Las Vegas Sun

April 26, 2024

Agencies satisfied with plan for water

Representatives of water agencies from throughout the Colorado River Basin gave mostly positive reviews Thursday to a California plan to reduce long-term dependence on the river -- and provide extra water for Nevada for 15 years.

The agencies from the seven river states met in Las Vegas and heard details of the plan from four Southern California agencies and Calif. Gov. Gray Davis' staff.

The plan regulates the amounts of water those agencies would receive from the river for agricultural and urban use. The plan also aims to revive the Salton Sea and requires California and Nevada to wean themselves from so-called "surplus" water. The lack of ratified plan led the federal Interior Department to cut off the use of that surplus Jan. 1 for both states.

Nevada officials hoped to use the surplus to store water for future needs and to mitigate the effects of more than three years of drought.

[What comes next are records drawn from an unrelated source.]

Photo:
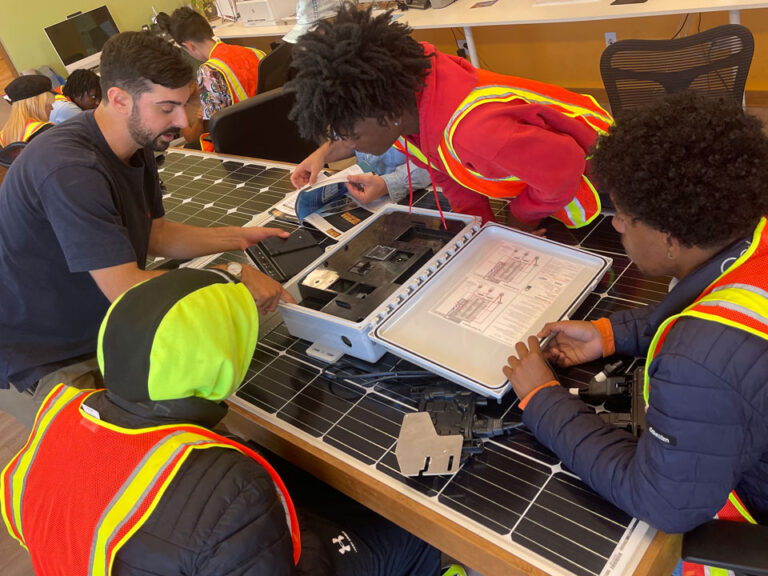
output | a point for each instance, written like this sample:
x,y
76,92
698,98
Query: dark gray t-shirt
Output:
x,y
67,205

Pat Mulroy, general manager of the Southern Nevada Water Authority, said after the presentation by the California officials that she believes the new, revised quantification agreement is a good one.

The new plan includes significant investment in conservation, environmental mitigation and infrastructure that the earlier plan lacked, she said.

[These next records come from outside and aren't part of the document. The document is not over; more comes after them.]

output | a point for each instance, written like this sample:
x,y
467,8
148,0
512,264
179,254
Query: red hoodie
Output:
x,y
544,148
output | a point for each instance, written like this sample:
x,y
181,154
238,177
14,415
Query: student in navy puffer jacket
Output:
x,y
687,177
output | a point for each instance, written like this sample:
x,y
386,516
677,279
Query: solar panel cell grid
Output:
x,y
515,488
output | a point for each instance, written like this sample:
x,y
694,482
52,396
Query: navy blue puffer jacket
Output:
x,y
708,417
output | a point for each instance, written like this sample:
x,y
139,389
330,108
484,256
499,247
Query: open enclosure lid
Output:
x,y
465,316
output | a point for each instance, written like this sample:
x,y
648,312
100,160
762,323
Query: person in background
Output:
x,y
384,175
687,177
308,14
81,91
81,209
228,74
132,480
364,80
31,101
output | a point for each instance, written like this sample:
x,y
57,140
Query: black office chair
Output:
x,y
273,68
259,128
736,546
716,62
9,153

Mulroy said her staff -- and the agencies from throughout the basin -- will look carefully at the 51 documents that make up the agreement and meet again with the California officials in two weeks.

"There might have to be some tweaking, but there's nothing that you would call a show-stopper," Mulroy said.

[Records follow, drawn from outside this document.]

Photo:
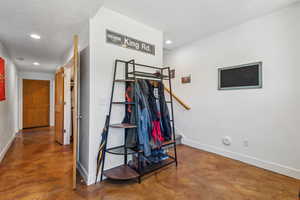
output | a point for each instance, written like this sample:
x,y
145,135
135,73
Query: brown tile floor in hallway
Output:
x,y
36,168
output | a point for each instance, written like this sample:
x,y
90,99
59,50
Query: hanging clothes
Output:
x,y
165,115
153,119
130,114
143,121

Arizona, California and Nevada are the three states on the Lower Colorado River Basin and are the states most dependent on the river. The states of the upper basin -- Wyoming, Utah, Colorado and New Mexico -- have long-term plans to use more of the river resource.

The surplus used by California and Nevada is water that is not now used by the upper basin states, but both states have agreed to wean themselves from that extra water within 15 years.

Approval by all seven states in the river basin is one hurdle that the agreement must clear. Interior also must sign off, and Interior Assistant Secretary Bennett Raley said after a similar briefing that federal officials also need to scrutinize the documents' fine print.

The cash-strapped California legislature also must find $200 million and to implement the agreement.

The primary element of the agreement would transfer 200,000 acre-feet of water yearly from California's agricultural Imperial Valley to urban water users in San Diego. One acre-foot is about 326,000 gallons, or how much water a typical Las Vegas family of five uses in a year.

The critical issue for Southern Nevada has always been the surplus -- or, after Interior's cutoff, the lack of it.

Southern Nevada, like California, uses all of its basic allocation of 300,000 acre-feet a year. It has banked on another 30,000 acre-feet yearly -- a surplus defined as unused apportionment from the states on the Upper Colorado Basin -- to accommodate rising demand and put aside a reserve for future demands while new infrastructure comes on line to satisfy demand.

Despite the positive moves on the California agreement, it is unclear whether Nevada or California will be able to draw much of the surplus this year, federal and state officials warned.

One issue is timing. The earliest that the California agreement could pass is July 1, and it might be as late as Oct. 30, officials from the Golden State said. Interior would then have to formally embrace the plan before it could legally release the surplus water.